On 13 June 1994 Dr. Nicely noticed a discrepency in his results. Extensive searching eventually isolated the problem to the twin primes 824633702441 and 824633702443, the double precision floating point reciprocals of which were incorrect by about three ten-millionths of one percent.

During the week of October 16-22 Dr. Nicely tested the calculation on several other Pentiums and found they also produced the error. On Monday, 24 October, he contacted Intel tech support regarding this bug. The contact person later reported that the bug was observed on a 66-MHz system at Intel, but had no further information or explanation, other than the fact that no such bug had been previously reported or observed, which is surprising since Intel had discovered the bug months earlier and had already begun manufacturing new corrected chips.

In the absence of any meaningful response from Intel tech support, Dr. Nicely sent a now famous e-mail message to a dozen people on October 30, 1994 describing the apparent bug in the Pentium's FPU, and citing his findings that the result of calculating 1/x was incorrect for most x values in the range:

824633702418 <= x <= 824633702449

(Note this range includes the twin primes that started it all.)

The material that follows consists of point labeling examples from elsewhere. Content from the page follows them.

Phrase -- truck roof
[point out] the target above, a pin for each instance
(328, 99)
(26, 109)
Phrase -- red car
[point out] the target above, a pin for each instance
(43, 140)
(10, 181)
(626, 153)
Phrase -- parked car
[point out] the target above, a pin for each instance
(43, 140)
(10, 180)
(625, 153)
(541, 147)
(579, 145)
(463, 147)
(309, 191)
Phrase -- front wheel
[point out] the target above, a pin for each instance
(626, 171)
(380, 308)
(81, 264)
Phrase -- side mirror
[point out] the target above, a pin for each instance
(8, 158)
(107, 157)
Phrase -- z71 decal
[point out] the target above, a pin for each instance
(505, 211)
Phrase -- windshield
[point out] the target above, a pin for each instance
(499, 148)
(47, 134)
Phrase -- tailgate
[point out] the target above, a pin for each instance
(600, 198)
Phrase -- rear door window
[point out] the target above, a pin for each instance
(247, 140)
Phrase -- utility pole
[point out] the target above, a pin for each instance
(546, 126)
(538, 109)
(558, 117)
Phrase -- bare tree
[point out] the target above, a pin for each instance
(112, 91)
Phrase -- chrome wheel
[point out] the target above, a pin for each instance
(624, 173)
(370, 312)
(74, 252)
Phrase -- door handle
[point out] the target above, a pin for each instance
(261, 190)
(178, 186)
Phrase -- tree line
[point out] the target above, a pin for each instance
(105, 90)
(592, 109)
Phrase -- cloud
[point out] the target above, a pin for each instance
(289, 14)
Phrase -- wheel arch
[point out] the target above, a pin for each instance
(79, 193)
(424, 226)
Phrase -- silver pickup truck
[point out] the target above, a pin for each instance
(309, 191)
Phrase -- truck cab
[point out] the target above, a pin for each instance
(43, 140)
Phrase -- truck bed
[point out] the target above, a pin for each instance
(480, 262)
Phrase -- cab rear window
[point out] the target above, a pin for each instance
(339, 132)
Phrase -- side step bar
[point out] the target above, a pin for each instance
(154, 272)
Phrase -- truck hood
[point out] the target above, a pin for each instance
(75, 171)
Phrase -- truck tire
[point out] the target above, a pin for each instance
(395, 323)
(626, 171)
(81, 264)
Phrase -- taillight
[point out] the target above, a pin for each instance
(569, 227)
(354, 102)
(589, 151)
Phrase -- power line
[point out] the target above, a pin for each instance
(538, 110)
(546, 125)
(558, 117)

By November 3rd the news of the bug had found it's way to the Internet newsgroup comp.sys.intel, where extensive discussions followed. People began searching for other instances of the bug. Some early reports on the net, using random searches of double-precision numbers, found a couple dozen more cases of the bug. Around November 10, Andreas Kaiser (ak@ananke.s.bawue.de) posted, in comp.sys.intel, a list of 23 cases where a number of the form 1/x failed.

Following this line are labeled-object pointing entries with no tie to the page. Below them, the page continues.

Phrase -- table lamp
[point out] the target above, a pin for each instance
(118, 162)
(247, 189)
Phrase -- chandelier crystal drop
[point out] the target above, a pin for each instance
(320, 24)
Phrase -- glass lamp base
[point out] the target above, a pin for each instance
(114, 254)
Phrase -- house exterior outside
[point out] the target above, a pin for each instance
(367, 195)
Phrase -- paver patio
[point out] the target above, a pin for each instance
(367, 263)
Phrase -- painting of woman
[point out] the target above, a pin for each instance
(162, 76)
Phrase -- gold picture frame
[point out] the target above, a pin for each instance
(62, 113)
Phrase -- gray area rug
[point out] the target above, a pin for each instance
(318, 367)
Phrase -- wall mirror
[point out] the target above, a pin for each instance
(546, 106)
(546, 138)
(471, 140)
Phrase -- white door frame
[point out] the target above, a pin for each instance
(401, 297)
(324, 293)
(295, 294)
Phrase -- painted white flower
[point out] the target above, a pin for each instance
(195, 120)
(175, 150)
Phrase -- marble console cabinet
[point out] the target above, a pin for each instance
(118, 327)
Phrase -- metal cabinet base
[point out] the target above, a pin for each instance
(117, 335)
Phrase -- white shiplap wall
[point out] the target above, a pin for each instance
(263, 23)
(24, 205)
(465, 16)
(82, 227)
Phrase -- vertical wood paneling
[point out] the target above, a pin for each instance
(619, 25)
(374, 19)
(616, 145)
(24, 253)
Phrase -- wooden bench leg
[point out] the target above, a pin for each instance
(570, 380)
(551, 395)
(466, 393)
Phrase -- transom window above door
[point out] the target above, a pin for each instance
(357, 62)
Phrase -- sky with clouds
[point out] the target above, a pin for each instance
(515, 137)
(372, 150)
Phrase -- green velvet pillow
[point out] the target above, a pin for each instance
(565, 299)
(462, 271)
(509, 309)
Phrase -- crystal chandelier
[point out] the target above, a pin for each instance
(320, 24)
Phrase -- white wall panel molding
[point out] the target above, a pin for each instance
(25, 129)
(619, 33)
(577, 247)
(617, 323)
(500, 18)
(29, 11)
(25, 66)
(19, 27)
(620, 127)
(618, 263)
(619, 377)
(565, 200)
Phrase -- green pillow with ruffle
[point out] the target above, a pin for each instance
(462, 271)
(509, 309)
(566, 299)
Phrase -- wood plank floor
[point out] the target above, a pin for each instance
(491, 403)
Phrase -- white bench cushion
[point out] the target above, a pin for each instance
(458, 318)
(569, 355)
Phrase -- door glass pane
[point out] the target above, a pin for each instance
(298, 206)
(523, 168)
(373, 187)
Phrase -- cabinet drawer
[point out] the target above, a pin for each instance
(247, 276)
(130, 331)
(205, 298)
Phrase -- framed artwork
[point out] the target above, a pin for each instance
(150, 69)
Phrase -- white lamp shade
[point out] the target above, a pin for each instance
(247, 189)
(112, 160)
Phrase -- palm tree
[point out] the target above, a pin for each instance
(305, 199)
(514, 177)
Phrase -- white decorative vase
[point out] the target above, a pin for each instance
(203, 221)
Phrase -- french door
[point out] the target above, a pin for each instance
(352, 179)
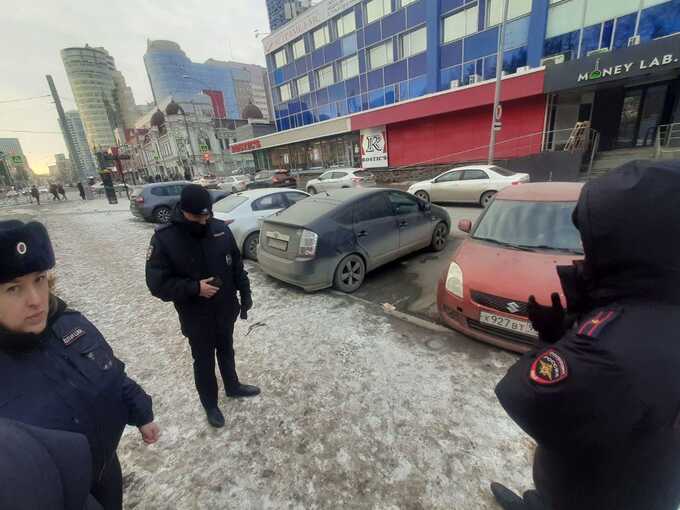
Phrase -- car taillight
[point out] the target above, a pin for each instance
(308, 243)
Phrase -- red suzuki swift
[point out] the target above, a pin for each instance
(512, 253)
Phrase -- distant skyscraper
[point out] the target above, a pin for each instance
(172, 73)
(100, 92)
(282, 11)
(83, 152)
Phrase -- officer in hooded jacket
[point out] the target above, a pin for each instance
(602, 396)
(195, 263)
(56, 369)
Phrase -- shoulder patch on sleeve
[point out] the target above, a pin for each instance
(548, 368)
(593, 327)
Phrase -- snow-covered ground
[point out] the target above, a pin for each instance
(358, 410)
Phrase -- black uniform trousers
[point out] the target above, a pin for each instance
(108, 490)
(204, 349)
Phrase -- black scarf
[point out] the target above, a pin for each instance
(25, 342)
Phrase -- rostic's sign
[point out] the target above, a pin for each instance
(374, 148)
(647, 58)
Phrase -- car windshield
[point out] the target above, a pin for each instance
(503, 171)
(530, 226)
(228, 204)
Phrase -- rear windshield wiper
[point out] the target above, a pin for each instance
(506, 245)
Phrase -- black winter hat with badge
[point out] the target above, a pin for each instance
(24, 248)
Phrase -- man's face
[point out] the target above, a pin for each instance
(24, 303)
(197, 218)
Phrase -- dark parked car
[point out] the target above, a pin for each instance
(154, 202)
(335, 238)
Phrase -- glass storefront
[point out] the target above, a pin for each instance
(333, 152)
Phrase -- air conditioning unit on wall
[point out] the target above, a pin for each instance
(556, 59)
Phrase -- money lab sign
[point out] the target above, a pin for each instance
(648, 58)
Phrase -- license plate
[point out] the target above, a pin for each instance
(501, 321)
(277, 244)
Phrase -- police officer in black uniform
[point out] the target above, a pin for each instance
(56, 369)
(195, 263)
(602, 396)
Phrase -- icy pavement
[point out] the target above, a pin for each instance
(358, 410)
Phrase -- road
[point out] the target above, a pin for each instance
(359, 410)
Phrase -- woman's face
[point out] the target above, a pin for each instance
(24, 303)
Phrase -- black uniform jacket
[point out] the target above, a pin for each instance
(177, 260)
(72, 381)
(602, 403)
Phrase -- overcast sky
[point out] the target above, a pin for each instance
(34, 31)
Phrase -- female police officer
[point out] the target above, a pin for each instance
(56, 369)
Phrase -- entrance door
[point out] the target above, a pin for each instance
(643, 110)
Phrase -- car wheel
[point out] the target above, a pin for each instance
(486, 198)
(250, 246)
(350, 274)
(162, 214)
(423, 195)
(441, 231)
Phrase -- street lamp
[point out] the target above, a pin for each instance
(497, 109)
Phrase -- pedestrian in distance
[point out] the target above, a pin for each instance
(601, 397)
(43, 468)
(194, 262)
(56, 369)
(35, 193)
(55, 192)
(62, 191)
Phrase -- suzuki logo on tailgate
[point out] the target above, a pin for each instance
(513, 307)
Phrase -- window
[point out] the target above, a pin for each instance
(462, 23)
(285, 92)
(414, 42)
(303, 85)
(321, 37)
(373, 207)
(516, 8)
(349, 68)
(347, 24)
(280, 58)
(376, 9)
(381, 55)
(275, 201)
(449, 177)
(474, 175)
(299, 48)
(325, 77)
(403, 204)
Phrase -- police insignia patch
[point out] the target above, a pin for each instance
(550, 367)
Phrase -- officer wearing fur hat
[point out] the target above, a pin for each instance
(56, 369)
(195, 263)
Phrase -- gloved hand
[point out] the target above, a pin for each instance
(549, 321)
(246, 305)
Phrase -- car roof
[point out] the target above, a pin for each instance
(542, 192)
(254, 194)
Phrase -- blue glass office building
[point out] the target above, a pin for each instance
(344, 57)
(172, 73)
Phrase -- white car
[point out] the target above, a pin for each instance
(235, 183)
(341, 178)
(472, 184)
(244, 211)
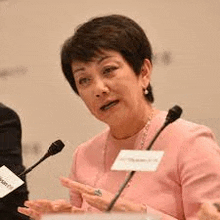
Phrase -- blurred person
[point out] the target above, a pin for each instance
(108, 63)
(11, 157)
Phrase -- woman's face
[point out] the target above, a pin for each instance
(110, 88)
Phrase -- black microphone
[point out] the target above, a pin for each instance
(54, 148)
(173, 114)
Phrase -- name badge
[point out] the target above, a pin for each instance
(8, 181)
(137, 160)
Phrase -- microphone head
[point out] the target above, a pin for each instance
(173, 114)
(55, 147)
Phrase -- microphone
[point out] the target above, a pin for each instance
(54, 148)
(173, 114)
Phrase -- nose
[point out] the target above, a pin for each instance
(101, 88)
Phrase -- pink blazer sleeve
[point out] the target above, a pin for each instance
(199, 171)
(75, 197)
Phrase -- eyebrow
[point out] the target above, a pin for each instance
(100, 59)
(78, 69)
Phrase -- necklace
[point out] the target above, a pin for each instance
(143, 139)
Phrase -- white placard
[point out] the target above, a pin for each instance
(8, 181)
(137, 160)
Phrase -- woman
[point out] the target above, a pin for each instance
(11, 157)
(108, 63)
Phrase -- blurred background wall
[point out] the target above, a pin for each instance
(185, 38)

Tim Coe of Vitesse Semiconductor (coe@vitsemi.com) is credited with reverse engineering the Pentium's division algorithm based on the 23 known cases supplied by Andreas Kaiser. He wrote a program which implimented his tentative model of the Pentium's divison process and posted it to comp.sys.intel on November 16. Since then his program has successfully predicted every known instance of the bug. Most of the information in this paper comes from examining his program code. (See Tim Coe Source Code)

On December 20, 1994, under pressure by consumers, Intel announced it would replace any flawed Pentium chip with a new one upon request.